Internal Communication Is the Foundation of High-Performing Business Development Teams

In recent conversations with business development and marketing professionals across law firms of all sizes, one recurring challenge has been consistently expressed: internal communication issues within the BD and marketing function. The challenge is happening directly inside the teams responsible for driving growth.

Most firms assume breakdowns always happen between attorneys and BD, but many BD teams are navigating their own internal challenges. Information is scattered across individuals, priorities shift without clear alignment, and multiple people touch the same initiative without a shared view of status or ownership. The work gets done, but not always in a way that builds momentum. The result is subtle but costly, and that causes efforts to feel reactive, causing opportunities to take longer to move. Teams spend time reconciling information instead of advancing it.

This is not a capability issue. It is a coordination issue.

In firms where BD and marketing teams are operating well, there is a noticeable difference. Communication is not louder or more frequent, but more structured and more usable, and increasingly, it is supported by simple, practical standard operating procedures. The right level of structure removes friction. It reduces the need for constant clarification and follow-up. It allows teams to spend less time figuring out how to work and more time doing the work.

I am finding a few patterns that are starting to emerge:

Clarity around ownership is non-negotiable
Many internal breakdowns start with ambiguity. Who is driving this pitch? Who owns follow-up? Who is responsible for tracking outcomes? When multiple people are “involved,” it often means no one is fully accountable. Stronger teams define a single owner for every initiative, even when execution is shared. In many cases, this is built directly into a simple SOP, so there is no confusion at the outset.

Information is centralized, not circulated
Forwarded emails and side conversations create version control problems quickly. High-functioning teams anchor work in one place. Whether that is SharePoint, Teams, or another platform is less important than consistency. SOPs play a role here as well. They establish where information lives and how it is updated, so teams are not reinventing that decision each time a new initiative starts.

Updates are built for action, not awareness
Internal updates often read like summaries. They explain what has happened but stop short of what needs to happen next. The most effective teams shift this slightly. Every update answers two questions: what changed, and what is the next step. Over time, this becomes a repeatable format, often documented as part of a lightweight SOP, so updates are consistent regardless of who sends them.

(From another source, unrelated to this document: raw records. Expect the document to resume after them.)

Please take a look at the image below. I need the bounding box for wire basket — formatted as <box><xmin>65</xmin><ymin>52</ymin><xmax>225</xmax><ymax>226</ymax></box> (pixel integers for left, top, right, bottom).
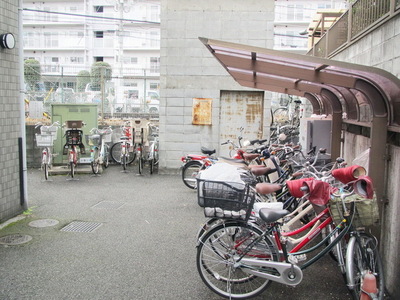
<box><xmin>197</xmin><ymin>178</ymin><xmax>255</xmax><ymax>220</ymax></box>
<box><xmin>329</xmin><ymin>194</ymin><xmax>379</xmax><ymax>227</ymax></box>
<box><xmin>85</xmin><ymin>134</ymin><xmax>101</xmax><ymax>146</ymax></box>
<box><xmin>65</xmin><ymin>130</ymin><xmax>82</xmax><ymax>145</ymax></box>
<box><xmin>36</xmin><ymin>134</ymin><xmax>55</xmax><ymax>147</ymax></box>
<box><xmin>40</xmin><ymin>126</ymin><xmax>58</xmax><ymax>140</ymax></box>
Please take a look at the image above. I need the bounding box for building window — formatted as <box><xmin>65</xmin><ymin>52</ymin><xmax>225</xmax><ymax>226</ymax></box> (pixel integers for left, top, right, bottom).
<box><xmin>150</xmin><ymin>57</ymin><xmax>160</xmax><ymax>73</ymax></box>
<box><xmin>94</xmin><ymin>31</ymin><xmax>104</xmax><ymax>39</ymax></box>
<box><xmin>70</xmin><ymin>56</ymin><xmax>83</xmax><ymax>64</ymax></box>
<box><xmin>94</xmin><ymin>5</ymin><xmax>104</xmax><ymax>13</ymax></box>
<box><xmin>150</xmin><ymin>82</ymin><xmax>159</xmax><ymax>90</ymax></box>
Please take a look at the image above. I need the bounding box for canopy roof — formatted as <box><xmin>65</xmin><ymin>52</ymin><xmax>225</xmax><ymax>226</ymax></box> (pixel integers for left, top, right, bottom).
<box><xmin>200</xmin><ymin>38</ymin><xmax>400</xmax><ymax>131</ymax></box>
<box><xmin>199</xmin><ymin>38</ymin><xmax>400</xmax><ymax>206</ymax></box>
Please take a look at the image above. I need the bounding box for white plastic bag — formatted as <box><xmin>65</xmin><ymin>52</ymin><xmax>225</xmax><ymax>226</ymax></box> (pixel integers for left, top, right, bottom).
<box><xmin>353</xmin><ymin>148</ymin><xmax>370</xmax><ymax>174</ymax></box>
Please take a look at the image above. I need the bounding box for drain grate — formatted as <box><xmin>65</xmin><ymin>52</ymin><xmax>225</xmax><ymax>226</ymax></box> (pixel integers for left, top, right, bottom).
<box><xmin>60</xmin><ymin>221</ymin><xmax>102</xmax><ymax>232</ymax></box>
<box><xmin>28</xmin><ymin>219</ymin><xmax>58</xmax><ymax>228</ymax></box>
<box><xmin>0</xmin><ymin>234</ymin><xmax>32</xmax><ymax>245</ymax></box>
<box><xmin>92</xmin><ymin>201</ymin><xmax>125</xmax><ymax>209</ymax></box>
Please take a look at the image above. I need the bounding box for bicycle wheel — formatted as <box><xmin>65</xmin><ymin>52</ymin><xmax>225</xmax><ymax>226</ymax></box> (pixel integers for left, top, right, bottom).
<box><xmin>110</xmin><ymin>142</ymin><xmax>136</xmax><ymax>165</ymax></box>
<box><xmin>196</xmin><ymin>222</ymin><xmax>278</xmax><ymax>299</ymax></box>
<box><xmin>90</xmin><ymin>147</ymin><xmax>100</xmax><ymax>174</ymax></box>
<box><xmin>182</xmin><ymin>160</ymin><xmax>202</xmax><ymax>189</ymax></box>
<box><xmin>346</xmin><ymin>233</ymin><xmax>385</xmax><ymax>300</ymax></box>
<box><xmin>103</xmin><ymin>144</ymin><xmax>110</xmax><ymax>169</ymax></box>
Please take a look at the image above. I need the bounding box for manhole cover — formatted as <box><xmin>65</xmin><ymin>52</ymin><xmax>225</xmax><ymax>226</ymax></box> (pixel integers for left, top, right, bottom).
<box><xmin>92</xmin><ymin>201</ymin><xmax>125</xmax><ymax>209</ymax></box>
<box><xmin>61</xmin><ymin>221</ymin><xmax>101</xmax><ymax>232</ymax></box>
<box><xmin>28</xmin><ymin>219</ymin><xmax>58</xmax><ymax>228</ymax></box>
<box><xmin>0</xmin><ymin>234</ymin><xmax>32</xmax><ymax>245</ymax></box>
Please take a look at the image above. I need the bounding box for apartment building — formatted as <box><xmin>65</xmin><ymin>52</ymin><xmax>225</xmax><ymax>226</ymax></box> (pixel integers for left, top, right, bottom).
<box><xmin>23</xmin><ymin>0</ymin><xmax>160</xmax><ymax>107</ymax></box>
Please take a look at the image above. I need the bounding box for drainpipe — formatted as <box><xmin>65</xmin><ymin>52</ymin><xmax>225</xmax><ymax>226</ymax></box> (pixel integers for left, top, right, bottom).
<box><xmin>17</xmin><ymin>0</ymin><xmax>28</xmax><ymax>210</ymax></box>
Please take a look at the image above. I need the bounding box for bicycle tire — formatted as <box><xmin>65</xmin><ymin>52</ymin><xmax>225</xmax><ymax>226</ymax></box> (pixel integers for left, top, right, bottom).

Meetings have a defined role
When communication is unclear, teams tend to compensate with more meetings, but that rarely solves the problem. Instead, effective teams use short, consistent touchpoints tied to specific outcomes: a weekly pipeline check, a quick RFP status review, or a focused campaign update.

If there is one place to start, keep it contained.

Choose one type of work that consistently requires coordination, such as RFPs, events, and key client initiatives. Once narrowed, create simple, working standard operating procedures around how your team communicates for that effort over the next 60 days.

  • Define ownership at the outset.

  • Agree on where information lives.

  • Standardize how updates are shared.

  • Set a cadence for check-ins.

It does not need to be perfect or comprehensive. In fact, it should not be. The goal is to create just enough structure to remove ambiguity. BD and marketing teams sit at the center of firm growth. When their internal communication is fragmented, it limits how effectively they can support attorneys and clients. When it is aligned, the impact is immediate and visible. Most firms do not need more communication; they need communication that is easier to follow, easier to implement, and easier to trust.